Advocacia de Estado e de governo na consultoria jurídica


Por Julio de Melo Ribeiro

Recentemente, intensificou-se, entre os membros da Advocacia-Geral da União, o debate acerca da exclusividade do exercício das funções de consultoria e assessoramento jurídicos do Poder Executivo por advogados concursados. Discussão que mantém estreito vínculo com a polêmica da advocacia de Estado versus advocacia de governo. A par de alguns argumentos político-jurídicos suscitados pelos defensores de uma ou outra teses, algumas questões me parece importante destacar.

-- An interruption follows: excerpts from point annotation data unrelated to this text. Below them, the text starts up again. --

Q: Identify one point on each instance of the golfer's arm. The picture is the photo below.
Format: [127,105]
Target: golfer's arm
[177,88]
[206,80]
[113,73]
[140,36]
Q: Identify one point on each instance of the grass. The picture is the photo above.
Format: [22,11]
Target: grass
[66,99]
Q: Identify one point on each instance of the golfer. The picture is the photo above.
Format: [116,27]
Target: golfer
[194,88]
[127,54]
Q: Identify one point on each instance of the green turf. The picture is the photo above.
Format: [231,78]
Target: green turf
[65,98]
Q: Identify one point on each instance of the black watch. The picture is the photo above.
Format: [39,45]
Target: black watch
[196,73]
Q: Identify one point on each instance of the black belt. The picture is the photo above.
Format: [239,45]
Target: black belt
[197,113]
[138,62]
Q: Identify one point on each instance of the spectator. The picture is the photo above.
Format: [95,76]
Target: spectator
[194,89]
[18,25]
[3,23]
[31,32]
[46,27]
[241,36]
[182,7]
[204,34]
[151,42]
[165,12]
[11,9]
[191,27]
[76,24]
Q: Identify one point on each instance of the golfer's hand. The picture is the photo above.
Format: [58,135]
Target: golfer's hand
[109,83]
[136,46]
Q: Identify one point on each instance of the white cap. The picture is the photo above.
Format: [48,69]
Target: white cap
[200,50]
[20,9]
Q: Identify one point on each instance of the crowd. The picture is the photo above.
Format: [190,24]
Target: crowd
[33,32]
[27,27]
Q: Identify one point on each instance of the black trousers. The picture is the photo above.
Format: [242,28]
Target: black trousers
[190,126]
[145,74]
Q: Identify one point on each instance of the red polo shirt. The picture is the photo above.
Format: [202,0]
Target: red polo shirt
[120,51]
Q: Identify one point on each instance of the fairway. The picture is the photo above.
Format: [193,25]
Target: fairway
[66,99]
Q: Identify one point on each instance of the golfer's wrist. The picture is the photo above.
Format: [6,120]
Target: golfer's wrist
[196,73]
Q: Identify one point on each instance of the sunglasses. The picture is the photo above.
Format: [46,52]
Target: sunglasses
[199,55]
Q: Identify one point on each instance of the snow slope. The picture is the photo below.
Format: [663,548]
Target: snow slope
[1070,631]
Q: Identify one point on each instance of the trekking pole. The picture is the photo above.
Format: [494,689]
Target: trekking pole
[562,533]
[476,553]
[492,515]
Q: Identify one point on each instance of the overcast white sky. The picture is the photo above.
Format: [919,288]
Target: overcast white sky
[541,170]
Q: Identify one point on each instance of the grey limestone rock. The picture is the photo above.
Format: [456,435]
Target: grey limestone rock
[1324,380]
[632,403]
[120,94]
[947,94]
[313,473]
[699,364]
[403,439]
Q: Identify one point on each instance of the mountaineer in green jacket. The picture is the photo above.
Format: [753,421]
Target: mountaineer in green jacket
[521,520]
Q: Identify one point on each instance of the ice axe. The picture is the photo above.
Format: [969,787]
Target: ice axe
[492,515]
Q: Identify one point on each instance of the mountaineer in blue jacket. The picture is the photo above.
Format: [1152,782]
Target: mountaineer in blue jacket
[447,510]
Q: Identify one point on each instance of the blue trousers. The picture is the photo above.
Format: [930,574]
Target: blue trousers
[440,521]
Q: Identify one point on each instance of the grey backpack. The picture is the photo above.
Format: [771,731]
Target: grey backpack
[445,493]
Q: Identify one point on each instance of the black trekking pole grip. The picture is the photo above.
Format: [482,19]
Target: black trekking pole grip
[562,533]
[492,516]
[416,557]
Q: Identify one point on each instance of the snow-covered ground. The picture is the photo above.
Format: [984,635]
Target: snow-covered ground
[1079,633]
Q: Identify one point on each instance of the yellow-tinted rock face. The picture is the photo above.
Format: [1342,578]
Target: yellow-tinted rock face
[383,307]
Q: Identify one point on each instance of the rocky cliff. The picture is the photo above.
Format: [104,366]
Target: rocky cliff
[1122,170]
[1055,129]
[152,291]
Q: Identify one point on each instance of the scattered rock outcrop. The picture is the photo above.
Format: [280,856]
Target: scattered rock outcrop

Dada a respeitabilidade tanto dos defensores da opinião de que a consultoria jurídica da administração pública é função privativa de advogados concursados quanto dos que defendem a tese oposta, tenho por necessária a seguinte premissa: a certeza de bons propósitos. Quem defende a mencionada exclusividade não o faz por interesses corporativistas, mas porque realmente acredita que advogados concursados estão menos sujeitos à corrupção e que isso é fundamental numa área tão sensível quanto historicamente problemática como a do controle de legalidade das políticas públicas (processos de licitação e acompanhamento de contratos e convênios aqui incluídos). Já os que se alinham no front oposto certamente não objetivam se locupletar dos possíveis desvios a que a consultoria privada dá ensejo, mas acreditam, de fato, que a liberdade de nomeação, pelos ministros de Estado, dos advogados incumbidos de lhes prestar assessor amento jurídico (ou dos chefes, pelo menos) é uma consequência imperiosa do regime democrático. Legitimidade democrática ou probidade na administração pública? Qual a escolha certa a fazer?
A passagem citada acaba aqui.